Some of the social reaction to not drinking can be blamed on one loaded little word: judgement.

If you say you’re not drinking, some hear it as a judgement of them. That leaves them stammering excuses, or saying they’ve been meaning to cut back too, even apologising or admitting they feel guilty about drinking – or how often they do.

I’ve discussed this phenomenon with vegans and vegetarians, who’ve also experienced the same kind of reaction. To be fair, they seem to have a pretty strong belief in a “cause”, so maybe that reaction can be expected. But with alcohol, for most social (not addicted) drinkers, and about a century after the Temperance movements, it’s a lifestyle choice that only affects the individual. When I hear people’s “shoulds” I usually say, “I wish I could!”, but right now it just isn’t right for me.

Societal Anxiety

It’s also been harder to ignore something that’s been disturbing me for a while – something Nadine Hura also mentioned: how drinking is about “our pain as much as our pleasure”. I didn’t like it when I would hear myself sigh, “I could use a drink”, instead of enjoy one.
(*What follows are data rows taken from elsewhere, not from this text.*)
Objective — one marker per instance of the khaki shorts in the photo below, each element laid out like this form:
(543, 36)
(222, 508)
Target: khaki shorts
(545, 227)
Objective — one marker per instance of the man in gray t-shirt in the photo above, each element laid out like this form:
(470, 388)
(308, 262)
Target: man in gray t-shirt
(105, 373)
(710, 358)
It’s becoming ever more clear how much we try to zone out in our society: with alcohol, or drugs, or food, or screen time or digital devices. I’m as guilty as the next person of not wanting to face up to difficult emotions or of sometimes feeling trapped and craving ways to escape. I’ve had some marathon box-set binges.

But as a society, it looks like learning how to be happier by being more present is a pressing challenge, be that through mindfulness or giving up things like drinking.

Health

“Are you feeling better?” is one of the most frequent questions I get.
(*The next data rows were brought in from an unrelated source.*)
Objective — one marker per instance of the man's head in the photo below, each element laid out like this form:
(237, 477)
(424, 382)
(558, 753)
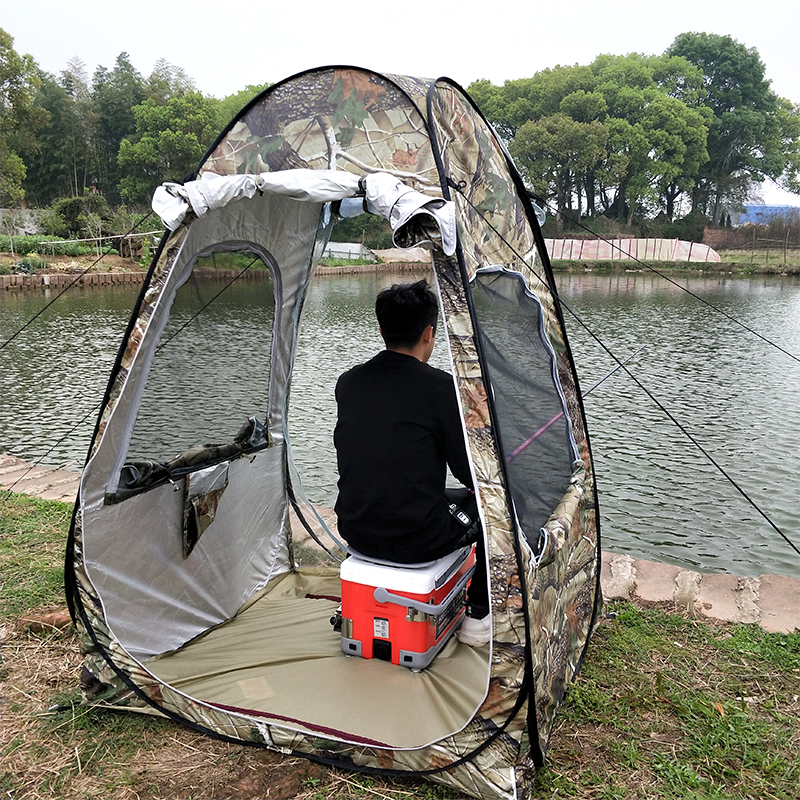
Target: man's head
(404, 313)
And I asked the same question of a friend who cut way back on drinking long before my decision. She said, “I don’t necessarily feel better, just not worse.”
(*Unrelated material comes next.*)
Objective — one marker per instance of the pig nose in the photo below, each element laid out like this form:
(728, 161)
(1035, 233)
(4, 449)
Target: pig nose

She recommended that I don’t try to deny myself much else while I tackle alcohol. I’ve already taken that to extremes. For years I’ve called chocolate my “mood-altering substance of choice” and admit that in these past few months I’ve reached for it way too often. Of course sugar’s now the new taboo, so that’s starting to trigger a new panic: “Do I have to give up my chocolate too? What’s left that I can enjoy?”. If you’re thinking “moderation” is an option, well, I will try. But my fear is if can’t stop myself at one square of chocolate, what makes me think I can enjoy just one drink now and then?

These are questions I can’t yet answer.

I can say that even though I really wasn’t a big drinker, I am suffering fewer fuzzy mornings. So yes, I guess I do feel better and would like it to stay that way. Remembering that comes in handy whenever I feel tempted – and I’ve definitely had moments.

I’ve even dreamed about falling off the wagon! I either forget my resolution and accept a drink or accidentally pull the wrong bottle out of the fridge, twist it open and swig before I realise what’s happened.

Homemade kombucha. CC-BY-2.0

Kombucha

It actually is easy to confuse a bottle of beer with a bottle of kombucha, which is quickly becoming my new go-to. The probiotic fizzy drink feels a little bit special, and allows me to pretend that I’m celebrating and socialising, just like everyone else.

Yes, technically it’s fermented and therefore has the tiniest bit of alcohol – but think of it like drinking vinegar. It would take too much to stomach to even get you buzzed.

I’ve started little parallel social rituals like pouring kombucha into a champagne glass, and hosting other tee-totalling friends who’ve starting producing their own concoctions. I even organised a dinner party for a kombucha “tasting” and “pairing”.

*

My appreciation of wine didn’t start in New Zealand, but in Northern California. When we moved to an area that was just a half hour drive from Napa Valley, we were warned we’d become wine lovers by osmosis. Every home our real estate agents showed us had its very own wine closet. As it turned out, our realtors  were also part-time vintners, who hosted neighborhood bottling parties to get their product to market. We enjoyed their wine only on special occasions. That said, when I lived there, I presented the news on TV at night, so there was no opportunity to have a “glass at the end of the day”. That started here, as a luxury, and then devolved into a routine.

I recently fielded questions from of a group of friends fascinated by my decision. They started talking about the latest statistics on how much alcohol takes a toll on your health. Many admitted to drinking more than was recommended, but debated whether it was worth the sacrifice to cut back.

To be clear, it has felt like a sacrifice, but it doesn’t have to. I’m now trying to focus instead on feeling empowered. Making a conscious choice to reframe and make reaching for a glass of wine not an unconscious reflex, but something special again.